Cheguei estando à minha espera um calor simpático que se torna muito acolhedor quando a luz natural dá lugar, para usar um lugar comum, aos néons da cidade. Hoje está de chuva, dizem os bruxos que até à uma da tarde. Fiquei retido num café simpático a mandar fotografias para os amigos pelo Facebook e a fazer companhia à Graça que se esforça por trabalhar. Digo que se força, não por algum defeito moral como a preguiça ou a fraqueza, mas porque os édenes idílicos são contrários ao trabalho e é preciso pecar, comer maçãs, sei lá, para se começar a trabalhar a terra com as mãos e a ganhar a comidinha com o suor do rosto.
Atrás de mim, nas minhas costas, a Cambridge street.Ouve-se aqueles lamentos rápidos e acutilantes em crescendo decrescendo que os pneus das viaturas emitem em contacto com o piso molhado. À minha frente, vinda das paredes, a batida quase tropical de um quarteto de jazz onde sobressai o piano e o saxofone.

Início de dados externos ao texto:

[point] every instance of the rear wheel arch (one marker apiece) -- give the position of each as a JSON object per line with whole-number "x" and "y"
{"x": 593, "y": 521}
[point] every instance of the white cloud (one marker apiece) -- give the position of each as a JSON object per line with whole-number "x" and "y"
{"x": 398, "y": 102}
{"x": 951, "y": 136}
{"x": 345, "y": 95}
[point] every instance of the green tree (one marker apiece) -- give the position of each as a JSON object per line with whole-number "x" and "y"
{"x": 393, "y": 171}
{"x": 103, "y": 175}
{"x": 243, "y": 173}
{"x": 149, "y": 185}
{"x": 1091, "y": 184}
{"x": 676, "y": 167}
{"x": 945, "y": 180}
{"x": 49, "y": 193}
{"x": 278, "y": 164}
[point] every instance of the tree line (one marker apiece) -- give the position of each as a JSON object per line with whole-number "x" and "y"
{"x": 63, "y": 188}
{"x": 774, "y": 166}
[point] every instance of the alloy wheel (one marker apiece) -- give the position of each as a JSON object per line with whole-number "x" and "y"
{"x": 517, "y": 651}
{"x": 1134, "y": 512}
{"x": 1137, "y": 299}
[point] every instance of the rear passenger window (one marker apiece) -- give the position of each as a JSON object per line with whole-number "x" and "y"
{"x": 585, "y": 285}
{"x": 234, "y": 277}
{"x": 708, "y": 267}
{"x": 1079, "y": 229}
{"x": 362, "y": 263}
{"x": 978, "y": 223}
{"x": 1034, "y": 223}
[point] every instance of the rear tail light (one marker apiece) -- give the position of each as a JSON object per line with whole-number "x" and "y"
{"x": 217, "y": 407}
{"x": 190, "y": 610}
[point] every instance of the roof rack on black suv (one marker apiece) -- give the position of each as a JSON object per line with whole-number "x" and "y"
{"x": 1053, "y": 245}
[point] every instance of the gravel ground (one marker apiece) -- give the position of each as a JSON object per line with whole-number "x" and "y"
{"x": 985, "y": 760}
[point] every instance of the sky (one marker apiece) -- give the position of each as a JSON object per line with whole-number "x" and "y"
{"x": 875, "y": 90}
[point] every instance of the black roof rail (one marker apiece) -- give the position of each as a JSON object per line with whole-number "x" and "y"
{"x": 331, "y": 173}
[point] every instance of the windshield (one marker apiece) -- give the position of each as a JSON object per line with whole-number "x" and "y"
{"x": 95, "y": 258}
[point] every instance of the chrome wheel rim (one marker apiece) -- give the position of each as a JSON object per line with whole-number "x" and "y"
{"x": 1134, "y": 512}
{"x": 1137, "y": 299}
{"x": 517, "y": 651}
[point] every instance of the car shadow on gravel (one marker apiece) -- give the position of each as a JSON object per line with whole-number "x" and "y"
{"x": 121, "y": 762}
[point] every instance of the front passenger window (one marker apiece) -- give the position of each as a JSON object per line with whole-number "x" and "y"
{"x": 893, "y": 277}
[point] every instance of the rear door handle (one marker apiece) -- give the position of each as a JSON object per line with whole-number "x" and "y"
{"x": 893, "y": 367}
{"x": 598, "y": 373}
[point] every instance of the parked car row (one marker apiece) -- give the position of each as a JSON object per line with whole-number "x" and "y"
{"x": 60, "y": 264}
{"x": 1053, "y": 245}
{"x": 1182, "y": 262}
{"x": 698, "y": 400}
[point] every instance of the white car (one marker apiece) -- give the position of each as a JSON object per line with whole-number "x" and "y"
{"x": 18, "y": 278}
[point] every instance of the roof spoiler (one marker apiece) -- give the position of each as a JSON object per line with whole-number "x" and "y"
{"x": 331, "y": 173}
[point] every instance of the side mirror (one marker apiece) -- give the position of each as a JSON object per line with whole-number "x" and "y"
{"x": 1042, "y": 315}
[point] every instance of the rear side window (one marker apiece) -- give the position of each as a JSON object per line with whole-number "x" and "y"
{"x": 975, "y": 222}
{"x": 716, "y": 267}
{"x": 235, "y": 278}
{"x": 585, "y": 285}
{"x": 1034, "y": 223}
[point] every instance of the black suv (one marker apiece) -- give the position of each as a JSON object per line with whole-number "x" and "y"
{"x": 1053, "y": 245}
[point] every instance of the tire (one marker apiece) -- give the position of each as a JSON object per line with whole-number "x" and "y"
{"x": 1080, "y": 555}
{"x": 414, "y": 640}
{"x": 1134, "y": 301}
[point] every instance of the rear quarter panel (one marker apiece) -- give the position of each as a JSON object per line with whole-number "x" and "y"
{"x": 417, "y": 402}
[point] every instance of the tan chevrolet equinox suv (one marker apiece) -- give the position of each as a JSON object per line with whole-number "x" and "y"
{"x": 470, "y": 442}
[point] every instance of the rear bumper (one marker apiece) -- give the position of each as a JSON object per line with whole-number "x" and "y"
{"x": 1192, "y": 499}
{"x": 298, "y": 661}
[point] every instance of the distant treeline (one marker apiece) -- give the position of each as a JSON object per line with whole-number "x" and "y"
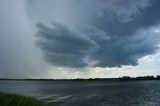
{"x": 94, "y": 79}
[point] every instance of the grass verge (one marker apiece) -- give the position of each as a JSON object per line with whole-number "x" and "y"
{"x": 19, "y": 100}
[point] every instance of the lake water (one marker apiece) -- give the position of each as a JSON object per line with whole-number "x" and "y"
{"x": 88, "y": 93}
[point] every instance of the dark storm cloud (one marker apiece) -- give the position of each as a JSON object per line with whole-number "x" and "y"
{"x": 118, "y": 33}
{"x": 64, "y": 46}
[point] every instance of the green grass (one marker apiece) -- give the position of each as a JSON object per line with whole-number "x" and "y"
{"x": 19, "y": 100}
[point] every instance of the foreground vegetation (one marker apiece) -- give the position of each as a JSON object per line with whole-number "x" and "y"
{"x": 19, "y": 100}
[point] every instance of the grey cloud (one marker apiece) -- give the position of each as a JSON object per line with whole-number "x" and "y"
{"x": 64, "y": 46}
{"x": 121, "y": 35}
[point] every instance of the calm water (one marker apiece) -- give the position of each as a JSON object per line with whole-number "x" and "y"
{"x": 89, "y": 93}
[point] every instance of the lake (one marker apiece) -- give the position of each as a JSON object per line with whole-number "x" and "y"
{"x": 88, "y": 93}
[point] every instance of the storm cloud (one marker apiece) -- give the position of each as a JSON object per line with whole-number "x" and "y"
{"x": 116, "y": 34}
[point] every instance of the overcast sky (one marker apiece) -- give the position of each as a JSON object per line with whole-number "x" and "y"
{"x": 79, "y": 38}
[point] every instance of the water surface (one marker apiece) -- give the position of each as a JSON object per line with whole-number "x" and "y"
{"x": 89, "y": 93}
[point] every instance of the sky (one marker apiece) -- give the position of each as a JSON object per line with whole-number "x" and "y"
{"x": 79, "y": 38}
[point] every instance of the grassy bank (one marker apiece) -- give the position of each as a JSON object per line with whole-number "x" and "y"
{"x": 19, "y": 100}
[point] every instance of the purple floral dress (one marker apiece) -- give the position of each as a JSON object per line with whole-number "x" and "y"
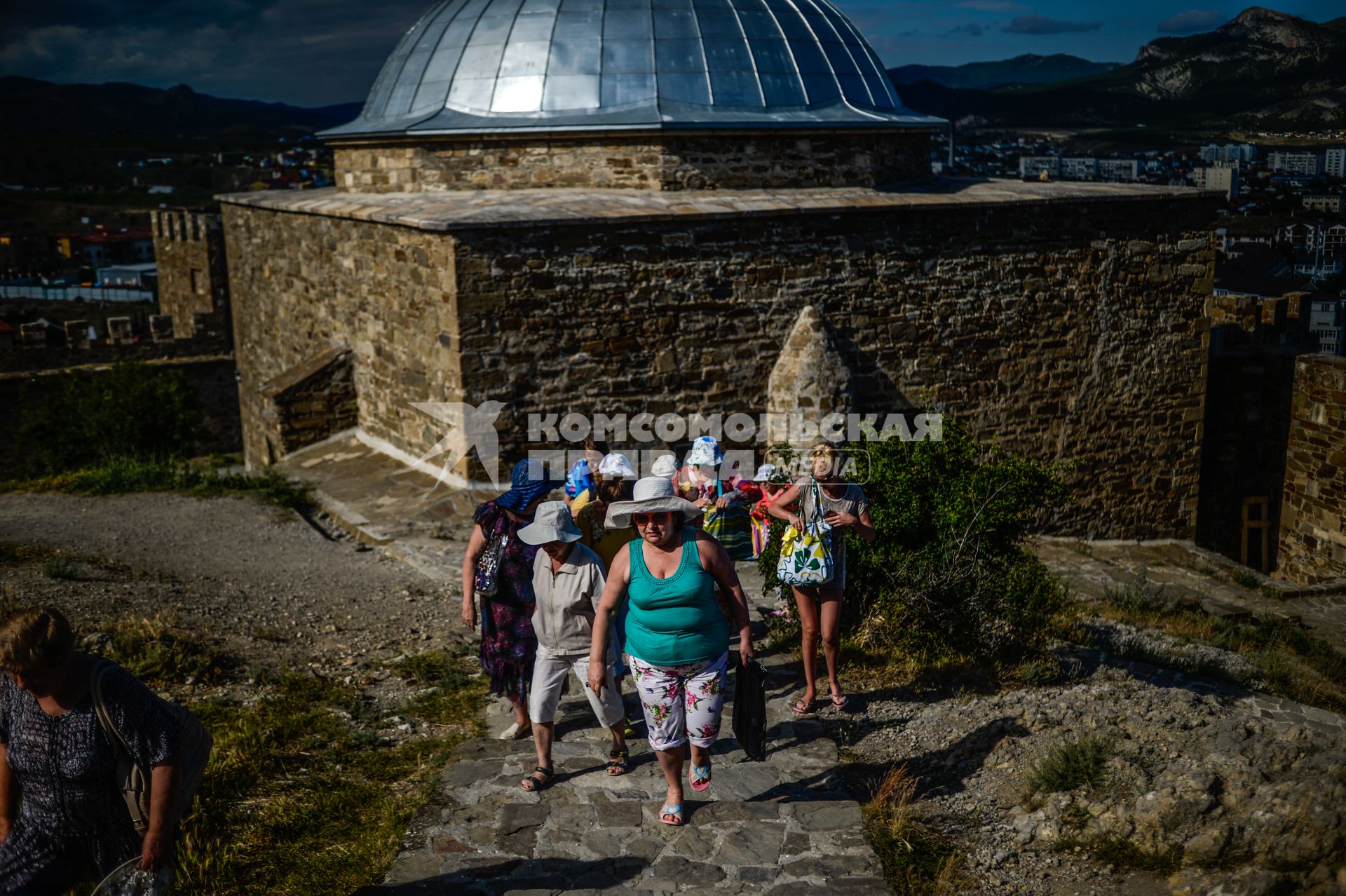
{"x": 508, "y": 641}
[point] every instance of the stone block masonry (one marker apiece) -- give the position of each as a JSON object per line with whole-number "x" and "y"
{"x": 1068, "y": 322}
{"x": 1312, "y": 520}
{"x": 632, "y": 162}
{"x": 303, "y": 405}
{"x": 193, "y": 275}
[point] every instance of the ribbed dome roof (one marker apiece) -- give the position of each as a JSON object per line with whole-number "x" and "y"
{"x": 491, "y": 66}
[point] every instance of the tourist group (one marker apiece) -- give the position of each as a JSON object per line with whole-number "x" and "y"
{"x": 636, "y": 576}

A Graça acompanha o ritmo no teclado do seu Mac, alternando com as garatujas com que esferográfica o seu caderno.
Estranhos pensamentos volatilizam-se à boleia do cheiro das sementes, ervas e especiarias que emanam dos bolos do balcão. Eles são os gatos e as gentes do Tremontelo, o por onde andarão os meus filhos e o resto da família, o braseiro que grassa na terra mãe e a falta de chuva, as pequenas coisa de que me esqueci e que agora dariam um jeito danado, o que deixei por fazer e que terei que emendar rapidamente quando chegar, como e quando irá ser a próxima saída. Sim, que a ousadia de sair só me dá quando estou fora!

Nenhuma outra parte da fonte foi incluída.